Deduplicating with Python

At home I have small always-on NAS aka file server aka headless linux machine. It has served me well for almost half a decade. I have gradually migrated all my data on that server. It also serves as an ad-hoc VPN, web server, torrent box and more.

By both need and by attitude, I have grown to be a strong proponent of searching instead of organizing. By consolidating all of my various backups, music collections, photographs etc over the years on that server, it has become a mess where the same file can appear many times in many different folders. Unfortunately disk space does not grow on trees and cost per gigabyte price decreases have stagnated.

So, python to the rescue. I wrote a small python Deduplicator script. The way it works is quite efficient. It categorizes all the files that it receives by size. When a bunch of files have the same size, it uses a sha1 checksum to identify files with identical contents. As a final step, it keeps one of the duplicate files and replaces the rest with hardlinks to the "master" file.

It is smart enough to handle efficiently existing hard links.

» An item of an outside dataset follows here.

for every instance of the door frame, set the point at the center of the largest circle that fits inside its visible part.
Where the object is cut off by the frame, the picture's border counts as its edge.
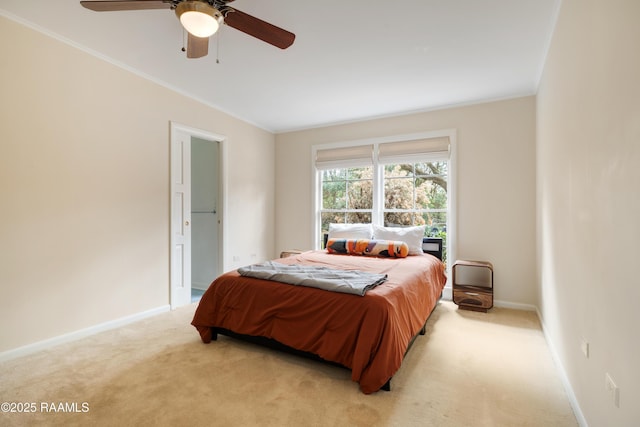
(180, 234)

Be warned that it pays no attention to permissions whatsoever and that once you have hardlinked two files together, then any modifications will affect all the hardlinked files ate the same time. The above to me are not so much of a concern since the files that I am running it against are mostly cold backups or music and photo files that are never modified.

The script can be run as such:

find ~/Music ~/oldMusic ~/Backups/ -type f | python deduplicator.py --hardlink

Enjoy...